この人こんなにお喋りだったかしら、もう。
バスは乗客がおらず彼と私の貸し切り状態でした。運転手さんは、数回バックミラー越しに私の服装に目をやった気がしましたが、何も言いませんでした。彼は一番うしろに座ろうといって、私を窓際に座らせました。

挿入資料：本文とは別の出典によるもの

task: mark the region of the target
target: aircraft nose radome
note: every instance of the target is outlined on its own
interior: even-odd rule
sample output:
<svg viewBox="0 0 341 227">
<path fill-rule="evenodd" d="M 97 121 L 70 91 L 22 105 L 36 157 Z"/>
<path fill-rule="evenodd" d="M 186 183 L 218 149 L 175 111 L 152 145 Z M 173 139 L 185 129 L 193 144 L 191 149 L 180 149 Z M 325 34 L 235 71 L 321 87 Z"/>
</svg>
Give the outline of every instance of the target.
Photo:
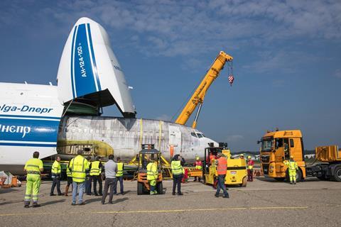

「景色、よく見えるでしょ。この街も変わったね、僕が知っている街ではなくなってしまった。でも、君は変わらない。それが嬉しいよ」
彼は、私の頭越しに流れる夏の景色を見ながらそう言いました。
久しぶりの中心街は、私が思っている以上に変化はありませんでした。彼が言うには、隣町に業界大手の大型ショッピングモールが出来たらしく、むしろ随分と寂れてしまっている印象を受けました。自分の知っている街に安心すると同時に、これからこのまま寂れていく事を考えると、とても悲しい気持ちにもなりました。
このままでは、きっと孫の琴もいつかこの街を離れてしまうでしょう。若い人には刺激が少なすぎるわ。
彼はバスを降りると『懐古園』でも散歩しないかい?と私を誘いました。
懐古園は、豊臣秀吉の天下統一の際に『仙石秀久』により作られた「小諸城」の城跡です。日本百名城にも選ばれているのです。懐古園の中にはたくさんの桜が植えられているので、最近ではお花見スポットになっています。私も元気な頃は、ブルーシートを敷いて家族集まってお花見をしたものでした。
私の旦那も子ども達も陽気でお酒が大好きなので、とても楽しい会だったのですよ。孫の琴はまだ小さかったので、お酒は飲めませんでしたが…。一度でいいから、琴とお酒を酌み交わして、恋愛話に花を咲かせたかったものです。おばあちゃんとは呼ばれずに、◯◯ちゃんなんて呼ばれたりして。たまには、こんなお婆さんでもそう思うのですよ。
「わ〜懐古園なんて久しぶりに来たわ」
「ここは、何度来ても変わらないね。変わらずに美しい。僕が知っている姿をそのまま残している」
「あなた、花見の時くらいしか来てくれなかったじゃない」
「え? あぁ、そうだったんだね」
「そうよ。あなたはいつも花より団子でしたしね。花が咲いていないこの季節も私は大好きよ」
「そうか、僕と出会う前から君はここが好きだったんだよね」
彼はそう言って私の目を見つめました。そこには、何かこの質問とは違う意図が、はっきりと見えていましたが、彼が何を知ろうとしているのか、わかりません。
「ここは、学生時代の頃からよく来ていたわ。あの戦争で、この場所が、この街が被害を受けなくて本当に良かったと思っている」
「そうだね、君ともう一度桜の下を歩いてみたかったな…」
彼は、枝垂れ桜の木を見つめながら、少し寂しそうな顔でそう呟きました。なぜか、その横顔にある人を重ねている自分がいました。
そのとき、思い出したのです。あなたと出会う前に、確かにこの世にいた大切な人のことを。